Wednesday, July 9, 2014

Getting into the gamer's mind Part II - The Magic Circle

Last night I spent an hour playing with my husband while the fireflies danced outside the window. We were playing Marvel Dice Masters, and I lost because I misread his defense, and I didn't have enough strong characters in my bag.

I've been called a gamer*, because I play games as an adult. I often play with groups of other gamers at events (such as “game day at the library”) or at conventions (Ubercon, GenCon, etc.). By going to these events I get to try new games, play old ones and generally just have a good time.

I find it interesting that no matter how often I go to these events, that I meet new people, spend hours and hours of time, and I don’t make friends. Well, actually I have made friends at these things but it’s rare; it only comes from extraordinary effort. Thinking back to my days in college, when I played games with a group for years and years, I hardly got to know anything about them. When I finally moved and stopped going, I never contacted any of them again.

I see here a dichotomy. On the one side I've seen groups of gamers who are the most welcoming and inclusive people I've ever met. At the gaming groups there are no judgments; it doesn't matter what I look like, no matter how I speak or how I act, pretty much everyone and anyone is welcome at the gaming table. On the other side; there’s not a lot of actual communication going on outside of the games, and it can be nearly impossible to make a connection with another person. I think this dichotomy relates to an idea that a friend told me about, the 'Magic Circle'.

When we play a game, we create a Magic Circle around the game. Actions are taken in the Circle, and there are no consequences outside of the Circle, as long as we follow the game rules. It’s called the Magic Circle because no matter how hard I ‘hit’ you and how many times you ‘kill’ me in the game, when we stop playing all of that hitting and killing is magically gone.

Also, when in the Magic Circle we are not ourselves. You and I cease to be the people we are, and instead become 'player 1' and 'player 2'. I can be mean, or I can be silly, or nice; I can pretend to be a queen or a vampire. Everything stays within the game.

Although I spend tons of time with these people, I'm not doing it as myself, and neither are the other players. Putting myself into the other gamer's shoes; if I'm sitting at the game table and a new person arrives (who I might make friends with) firstly, I have to remove all expectations of who they are based on how they look. This is because I want to get to know their ‘in game’ person, which could be completely different from the exterior person I see before me. I believe that's why we gamers can be so open; it's a necessary part of the gaming environment.

However, this also means that I'm not making efforts to get to know people outside of the game, outside of the Magic Circle.

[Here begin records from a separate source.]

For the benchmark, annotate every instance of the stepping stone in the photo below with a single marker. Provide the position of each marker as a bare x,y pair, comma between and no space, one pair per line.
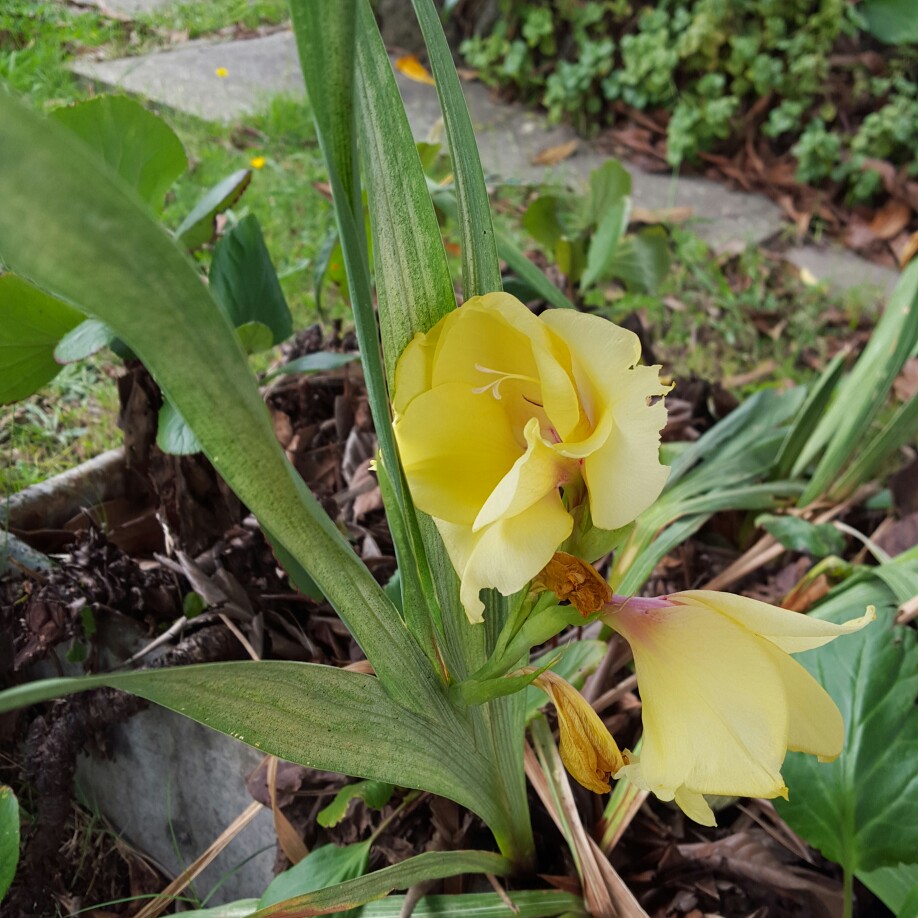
185,79
509,136
843,270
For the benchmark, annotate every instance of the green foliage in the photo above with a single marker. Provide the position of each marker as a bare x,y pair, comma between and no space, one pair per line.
846,808
375,794
32,324
136,144
708,62
797,534
586,234
325,866
9,838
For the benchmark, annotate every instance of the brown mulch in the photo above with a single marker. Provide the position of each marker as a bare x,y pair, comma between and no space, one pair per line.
205,541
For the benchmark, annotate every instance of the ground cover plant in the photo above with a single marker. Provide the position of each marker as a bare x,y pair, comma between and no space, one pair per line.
518,450
769,93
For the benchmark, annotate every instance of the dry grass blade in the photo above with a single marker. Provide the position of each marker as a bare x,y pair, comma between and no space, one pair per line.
605,892
292,845
167,896
768,548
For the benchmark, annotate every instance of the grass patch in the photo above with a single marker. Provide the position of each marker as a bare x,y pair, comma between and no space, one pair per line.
71,420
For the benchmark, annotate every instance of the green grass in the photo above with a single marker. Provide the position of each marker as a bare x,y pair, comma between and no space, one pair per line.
701,322
71,420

I also know that the Magic Circle isn't always solid, because I see that we sometimes let our true selves show. Rivalries and grudges can and do carry from one game to the next. I've seen people flirt within the game, and I've seen people break up over games. Especially harsh behavior can be punished, as I once saw the host of an event kick out a girl who was counting cards and teasing others about their moves. This type of rejection was rare but it did happen. 

As I said I have made friends at these gaming events. Usually, though, the friendships are formed in-between the gameplay, at the snack table or near the coat rack. 

Do you play games? Have you ever wanted to go to a gaming group or play games with a group online? I definitely recommend it.

Happy Gaming,


*See part I, here.

tldr: Gamers are open and welcoming, but the limits of the gaming environment mean very little social interaction happens there.